Gov. Robert F. McDonnell vetoed part of the General Assembly’s state spending plan and declared another section unconstitutional Monday as an especially contentious budget process finally drew to a close.
McDonnell (R) vetoed a provision in the budget that would have prevented some surplus funds from being used for transportation. He also struck what he said was an unconstitutional measure related to the Federal Action Contingency Trust (FACT) fund, a rainy day fund to prepare for potentially large federal cuts.
“I am sure that many members of the General Assembly would agree that the process for reaching conclusion on the budget was lengthy and difficult,” McDonnell said in a statement issued after he signed the two-year, $85 billion state budget plan.
“The core fiscal objectives I outlined in the introduced budget last December have been accomplished, and much progress was made in funding for public education, higher education, economic development, health and human resources, as well as reform of the retirement system,” he said.
The state budget had been delayed by partisan wrangling over Senate committee assignments and funding for a project to extend Metrorail to Dulles International Airport.
In the end, the Democrats abandoned their effort to use the budget as a bargaining chip for more committee power in the chamber, with November’s elections left evenly divided between Republicans and Democrats.
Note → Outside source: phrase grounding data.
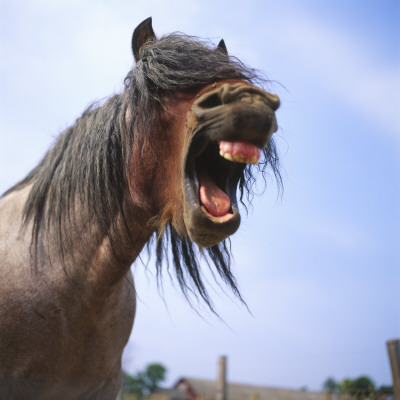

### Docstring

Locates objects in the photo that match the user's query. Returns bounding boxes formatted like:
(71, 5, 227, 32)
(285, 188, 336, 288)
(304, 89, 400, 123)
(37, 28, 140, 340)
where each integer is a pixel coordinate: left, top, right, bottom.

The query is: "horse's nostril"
(197, 93, 222, 109)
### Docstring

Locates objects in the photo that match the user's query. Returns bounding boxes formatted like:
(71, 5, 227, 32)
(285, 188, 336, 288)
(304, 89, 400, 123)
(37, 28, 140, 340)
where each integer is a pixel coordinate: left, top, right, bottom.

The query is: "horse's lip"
(199, 205, 235, 223)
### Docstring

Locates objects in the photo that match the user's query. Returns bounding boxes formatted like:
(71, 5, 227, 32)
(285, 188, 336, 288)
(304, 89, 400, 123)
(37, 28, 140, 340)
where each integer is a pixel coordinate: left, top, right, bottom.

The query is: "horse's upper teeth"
(220, 151, 233, 162)
(219, 151, 259, 164)
(249, 155, 258, 164)
(219, 141, 260, 164)
(233, 153, 245, 163)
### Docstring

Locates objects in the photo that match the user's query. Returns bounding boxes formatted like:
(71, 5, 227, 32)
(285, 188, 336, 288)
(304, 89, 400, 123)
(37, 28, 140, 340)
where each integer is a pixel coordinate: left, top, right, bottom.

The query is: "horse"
(0, 18, 280, 399)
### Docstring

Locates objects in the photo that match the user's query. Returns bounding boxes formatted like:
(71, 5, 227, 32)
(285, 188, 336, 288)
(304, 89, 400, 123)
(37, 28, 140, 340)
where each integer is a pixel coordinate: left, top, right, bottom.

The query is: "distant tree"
(123, 363, 167, 398)
(123, 371, 146, 399)
(337, 376, 375, 399)
(351, 376, 375, 399)
(376, 384, 394, 398)
(323, 377, 339, 394)
(339, 378, 354, 395)
(143, 363, 167, 393)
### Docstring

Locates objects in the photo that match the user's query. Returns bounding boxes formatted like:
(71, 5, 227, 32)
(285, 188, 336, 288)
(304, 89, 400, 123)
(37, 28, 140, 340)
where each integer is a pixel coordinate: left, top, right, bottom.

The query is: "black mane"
(3, 33, 281, 311)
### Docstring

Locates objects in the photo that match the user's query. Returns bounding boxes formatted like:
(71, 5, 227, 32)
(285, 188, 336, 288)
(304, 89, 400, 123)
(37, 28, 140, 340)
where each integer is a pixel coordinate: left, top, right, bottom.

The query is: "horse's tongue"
(199, 172, 231, 217)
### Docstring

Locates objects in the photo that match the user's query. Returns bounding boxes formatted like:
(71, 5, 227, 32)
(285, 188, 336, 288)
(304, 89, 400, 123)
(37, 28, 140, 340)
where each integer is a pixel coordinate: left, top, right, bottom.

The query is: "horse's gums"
(0, 17, 280, 399)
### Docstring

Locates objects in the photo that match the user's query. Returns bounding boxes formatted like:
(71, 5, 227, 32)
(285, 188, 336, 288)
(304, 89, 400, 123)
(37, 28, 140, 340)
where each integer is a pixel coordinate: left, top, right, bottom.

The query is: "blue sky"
(1, 0, 399, 392)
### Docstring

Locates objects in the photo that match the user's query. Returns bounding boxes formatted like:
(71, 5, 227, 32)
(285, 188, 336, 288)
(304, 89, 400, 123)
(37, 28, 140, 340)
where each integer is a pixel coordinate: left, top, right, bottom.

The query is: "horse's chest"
(0, 269, 135, 397)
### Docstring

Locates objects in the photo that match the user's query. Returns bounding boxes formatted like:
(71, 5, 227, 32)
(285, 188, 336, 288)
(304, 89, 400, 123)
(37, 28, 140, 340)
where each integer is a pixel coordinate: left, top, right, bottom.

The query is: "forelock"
(128, 33, 263, 93)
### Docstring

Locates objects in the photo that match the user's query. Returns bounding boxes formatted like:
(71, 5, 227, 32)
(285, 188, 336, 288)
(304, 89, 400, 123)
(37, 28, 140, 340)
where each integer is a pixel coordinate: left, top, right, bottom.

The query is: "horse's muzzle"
(182, 81, 280, 247)
(191, 82, 279, 149)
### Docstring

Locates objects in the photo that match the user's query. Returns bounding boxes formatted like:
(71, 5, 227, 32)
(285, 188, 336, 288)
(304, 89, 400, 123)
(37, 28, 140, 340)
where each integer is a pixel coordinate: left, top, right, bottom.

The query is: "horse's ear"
(132, 17, 156, 62)
(217, 39, 228, 55)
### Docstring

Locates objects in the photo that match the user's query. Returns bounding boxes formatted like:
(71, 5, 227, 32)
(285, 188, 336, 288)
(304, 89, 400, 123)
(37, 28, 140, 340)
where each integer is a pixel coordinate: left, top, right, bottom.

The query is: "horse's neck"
(2, 185, 153, 304)
(60, 195, 154, 300)
(81, 197, 153, 293)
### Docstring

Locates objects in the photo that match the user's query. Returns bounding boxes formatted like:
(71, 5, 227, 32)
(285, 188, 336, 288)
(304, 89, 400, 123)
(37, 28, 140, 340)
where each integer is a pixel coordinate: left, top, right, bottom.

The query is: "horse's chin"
(184, 202, 241, 248)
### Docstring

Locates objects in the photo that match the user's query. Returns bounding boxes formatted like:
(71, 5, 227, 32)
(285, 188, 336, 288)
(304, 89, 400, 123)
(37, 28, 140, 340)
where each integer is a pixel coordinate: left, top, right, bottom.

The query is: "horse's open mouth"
(196, 140, 260, 221)
(183, 135, 261, 247)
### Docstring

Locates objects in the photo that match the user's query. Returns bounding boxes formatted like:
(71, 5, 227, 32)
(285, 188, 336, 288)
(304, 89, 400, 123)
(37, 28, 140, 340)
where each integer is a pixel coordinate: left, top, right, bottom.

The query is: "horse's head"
(128, 18, 280, 249)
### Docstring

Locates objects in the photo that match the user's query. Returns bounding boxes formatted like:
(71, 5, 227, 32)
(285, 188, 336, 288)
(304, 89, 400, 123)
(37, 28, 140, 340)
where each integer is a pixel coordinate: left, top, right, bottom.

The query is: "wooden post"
(216, 356, 227, 400)
(116, 387, 123, 400)
(387, 339, 400, 400)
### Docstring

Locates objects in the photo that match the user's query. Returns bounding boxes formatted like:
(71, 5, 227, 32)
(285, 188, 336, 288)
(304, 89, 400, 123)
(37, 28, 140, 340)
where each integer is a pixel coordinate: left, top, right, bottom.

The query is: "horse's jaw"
(182, 81, 280, 248)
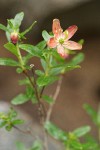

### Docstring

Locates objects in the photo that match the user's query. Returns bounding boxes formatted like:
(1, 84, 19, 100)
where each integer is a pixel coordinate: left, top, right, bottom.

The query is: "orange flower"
(47, 19, 82, 58)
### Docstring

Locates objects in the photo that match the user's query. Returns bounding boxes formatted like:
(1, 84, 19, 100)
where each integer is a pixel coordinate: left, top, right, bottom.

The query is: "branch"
(23, 69, 46, 123)
(22, 65, 49, 150)
(13, 125, 34, 138)
(46, 75, 63, 122)
(40, 86, 45, 98)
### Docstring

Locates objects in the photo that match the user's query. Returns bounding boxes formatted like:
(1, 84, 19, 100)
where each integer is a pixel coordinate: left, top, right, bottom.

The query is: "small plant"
(0, 12, 99, 150)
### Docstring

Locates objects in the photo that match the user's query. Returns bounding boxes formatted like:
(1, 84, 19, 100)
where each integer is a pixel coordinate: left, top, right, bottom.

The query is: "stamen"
(59, 38, 64, 44)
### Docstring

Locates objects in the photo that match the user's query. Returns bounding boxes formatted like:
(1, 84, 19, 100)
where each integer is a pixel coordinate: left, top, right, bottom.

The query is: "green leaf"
(19, 44, 43, 58)
(23, 53, 33, 65)
(68, 53, 85, 66)
(6, 125, 12, 131)
(35, 70, 44, 76)
(49, 66, 64, 75)
(31, 140, 43, 150)
(42, 30, 51, 41)
(6, 19, 14, 41)
(45, 121, 67, 141)
(36, 41, 46, 50)
(83, 135, 100, 150)
(37, 75, 58, 87)
(0, 121, 6, 128)
(19, 78, 31, 85)
(16, 142, 26, 150)
(50, 63, 80, 75)
(58, 53, 84, 73)
(82, 142, 99, 150)
(0, 58, 19, 66)
(4, 43, 18, 57)
(42, 95, 54, 104)
(20, 21, 37, 37)
(12, 119, 24, 125)
(0, 24, 8, 32)
(16, 68, 23, 74)
(65, 64, 81, 72)
(14, 12, 24, 28)
(73, 126, 91, 137)
(7, 19, 14, 28)
(40, 59, 47, 71)
(9, 108, 17, 118)
(11, 93, 30, 105)
(52, 50, 65, 62)
(84, 104, 98, 125)
(25, 86, 34, 98)
(69, 139, 83, 150)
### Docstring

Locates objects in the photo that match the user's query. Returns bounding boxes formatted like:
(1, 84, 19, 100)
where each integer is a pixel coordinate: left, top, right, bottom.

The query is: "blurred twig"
(46, 75, 63, 122)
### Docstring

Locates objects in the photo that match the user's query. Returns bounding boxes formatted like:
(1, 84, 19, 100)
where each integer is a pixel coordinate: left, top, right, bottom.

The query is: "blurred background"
(0, 0, 100, 139)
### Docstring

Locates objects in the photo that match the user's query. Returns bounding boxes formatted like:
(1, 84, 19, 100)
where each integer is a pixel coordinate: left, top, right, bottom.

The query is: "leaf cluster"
(0, 108, 24, 131)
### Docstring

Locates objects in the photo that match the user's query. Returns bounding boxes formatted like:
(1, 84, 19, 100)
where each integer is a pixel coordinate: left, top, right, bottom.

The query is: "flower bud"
(10, 31, 19, 44)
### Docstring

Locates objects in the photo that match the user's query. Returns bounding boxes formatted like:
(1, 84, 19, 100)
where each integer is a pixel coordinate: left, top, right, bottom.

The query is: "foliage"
(0, 12, 99, 150)
(16, 140, 43, 150)
(0, 108, 24, 131)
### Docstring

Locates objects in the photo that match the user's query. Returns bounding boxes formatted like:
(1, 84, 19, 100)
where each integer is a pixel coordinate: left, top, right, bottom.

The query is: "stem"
(43, 127, 49, 150)
(40, 86, 45, 98)
(31, 66, 47, 120)
(16, 45, 51, 150)
(23, 69, 46, 123)
(45, 54, 51, 76)
(31, 65, 48, 150)
(16, 44, 46, 123)
(13, 125, 34, 138)
(46, 75, 63, 122)
(23, 70, 48, 150)
(16, 43, 25, 70)
(43, 75, 63, 150)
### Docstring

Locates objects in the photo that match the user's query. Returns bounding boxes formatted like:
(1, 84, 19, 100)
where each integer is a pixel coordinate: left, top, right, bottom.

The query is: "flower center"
(59, 38, 64, 44)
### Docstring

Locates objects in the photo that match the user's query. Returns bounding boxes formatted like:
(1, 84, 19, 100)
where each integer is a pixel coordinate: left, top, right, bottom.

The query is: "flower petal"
(66, 25, 78, 40)
(47, 38, 57, 48)
(64, 40, 82, 50)
(52, 19, 63, 36)
(57, 45, 69, 58)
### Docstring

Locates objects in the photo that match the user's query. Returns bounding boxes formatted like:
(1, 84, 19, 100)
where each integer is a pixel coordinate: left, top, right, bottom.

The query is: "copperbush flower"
(10, 31, 19, 44)
(47, 19, 82, 58)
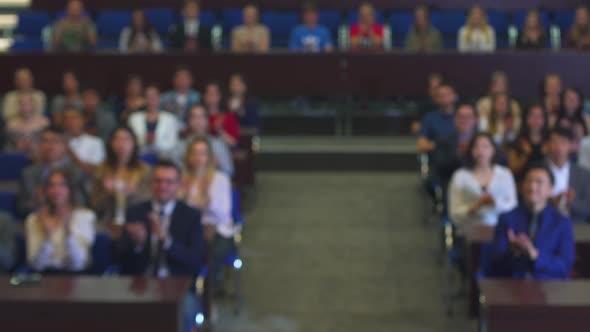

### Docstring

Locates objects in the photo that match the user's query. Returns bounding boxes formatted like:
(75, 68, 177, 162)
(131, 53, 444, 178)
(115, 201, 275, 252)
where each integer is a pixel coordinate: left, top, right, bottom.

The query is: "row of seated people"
(0, 66, 259, 172)
(16, 0, 590, 53)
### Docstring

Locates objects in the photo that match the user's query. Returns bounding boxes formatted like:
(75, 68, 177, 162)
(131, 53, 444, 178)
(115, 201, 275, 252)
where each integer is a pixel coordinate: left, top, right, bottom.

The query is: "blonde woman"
(476, 71, 521, 124)
(458, 6, 495, 52)
(479, 92, 521, 147)
(181, 138, 234, 292)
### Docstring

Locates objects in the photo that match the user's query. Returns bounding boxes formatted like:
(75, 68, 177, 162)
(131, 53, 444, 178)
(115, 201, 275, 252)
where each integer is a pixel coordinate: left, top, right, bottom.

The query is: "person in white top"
(62, 105, 105, 172)
(449, 133, 518, 230)
(25, 169, 96, 272)
(181, 138, 234, 292)
(119, 9, 163, 53)
(458, 5, 496, 52)
(478, 92, 520, 147)
(128, 84, 179, 158)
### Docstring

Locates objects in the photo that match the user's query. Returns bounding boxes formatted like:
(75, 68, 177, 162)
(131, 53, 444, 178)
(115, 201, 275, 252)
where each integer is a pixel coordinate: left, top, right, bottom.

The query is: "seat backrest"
(140, 153, 159, 166)
(87, 232, 112, 275)
(389, 11, 414, 37)
(261, 11, 299, 47)
(15, 11, 51, 38)
(487, 11, 510, 36)
(222, 8, 243, 34)
(144, 8, 175, 35)
(318, 10, 342, 36)
(431, 10, 466, 36)
(0, 153, 30, 181)
(199, 10, 216, 28)
(96, 10, 131, 38)
(0, 192, 17, 218)
(10, 39, 45, 52)
(554, 10, 575, 35)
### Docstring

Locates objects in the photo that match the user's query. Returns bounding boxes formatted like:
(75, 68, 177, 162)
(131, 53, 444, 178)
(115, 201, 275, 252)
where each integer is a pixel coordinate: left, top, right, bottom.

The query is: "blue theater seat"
(96, 10, 131, 38)
(144, 8, 175, 35)
(95, 39, 119, 50)
(318, 10, 342, 37)
(261, 11, 300, 48)
(140, 153, 159, 165)
(389, 11, 414, 47)
(10, 38, 44, 52)
(431, 10, 466, 49)
(554, 10, 575, 36)
(222, 8, 243, 33)
(199, 10, 216, 28)
(0, 192, 17, 218)
(14, 11, 51, 38)
(487, 11, 510, 37)
(0, 153, 30, 181)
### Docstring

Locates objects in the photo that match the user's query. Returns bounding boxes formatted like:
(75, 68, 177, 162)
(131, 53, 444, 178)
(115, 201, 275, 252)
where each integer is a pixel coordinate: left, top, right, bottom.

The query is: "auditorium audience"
(516, 10, 547, 50)
(405, 5, 442, 53)
(479, 92, 520, 147)
(417, 84, 457, 154)
(5, 93, 49, 157)
(118, 75, 146, 122)
(547, 128, 590, 222)
(25, 169, 96, 273)
(176, 105, 234, 176)
(181, 138, 234, 293)
(80, 86, 117, 141)
(0, 212, 15, 273)
(231, 4, 270, 53)
(507, 104, 549, 184)
(490, 163, 575, 279)
(52, 0, 96, 52)
(91, 126, 151, 224)
(50, 70, 82, 117)
(128, 85, 179, 157)
(566, 5, 590, 50)
(204, 82, 240, 147)
(2, 68, 46, 122)
(476, 71, 521, 125)
(557, 87, 589, 152)
(542, 74, 563, 127)
(119, 9, 163, 54)
(62, 106, 105, 169)
(161, 67, 201, 122)
(350, 2, 384, 51)
(458, 5, 496, 52)
(170, 0, 211, 52)
(227, 73, 260, 134)
(117, 160, 204, 276)
(449, 133, 518, 229)
(289, 2, 334, 52)
(17, 127, 89, 217)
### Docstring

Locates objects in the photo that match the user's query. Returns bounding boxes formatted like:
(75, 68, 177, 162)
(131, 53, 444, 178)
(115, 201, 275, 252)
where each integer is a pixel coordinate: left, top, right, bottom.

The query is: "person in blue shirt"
(289, 2, 334, 52)
(417, 84, 458, 154)
(489, 162, 575, 279)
Democrats also lost their bid for $300 million for the Dulles rail project in April, when Sen. Charles J. Colgan (D-Prince William) voted with Republicans to break the budget stalemate.
The General Assembly went along with some of McDonnell’s biggest budget priorities, including boosting K-12 and higher education by more than $880 million and pouring about $2 billion into the underfunded retirement system for state employees. But it rebuffed him on a plan to divert more general-fund revenue toward transportation.
McDonnell made more than 100 amendments to the General Assembly’s budget plan. When legislators returned to Richmond last month, they went along with $19.5 million in economic development funding that he had added, giving the man who’d campaigned on the slogan “Bob’s for Jobs!” a victory on his marquee issue.
But they soundly defeated 31 of his amendments — more than even the most veteran lawmakers could recall.
On Monday, McDonnell had the last word, with two final changes that the General Assembly will not have the chance to undo.
The first concerns how much of the state surplus can be spent on transportation. For about the past five years, state law dictated that only two-thirds of state surplus funds could be used for transportation. This year, the General Assembly passed a bill allowing the remaining third to be tapped for one-time transportation projects.
After McDonnell signed that into law, budget conferees added language to again put the remaining one-third of the surplus off limits to transportation. McDonnell’s veto restores the state’s right to use the one-third for transportation.
The other change pertains to the FACT fund, which amounts to $30 million and could reach $50 million by fiscal 2014. The General Assembly had sought to restrict the governor’s ability to distribute money from the fund without approval from the FACT Fund Approval Commission. McDonnell said that provision was unconstitutional because FACT fund expenditures fall within the purview of the executive branch.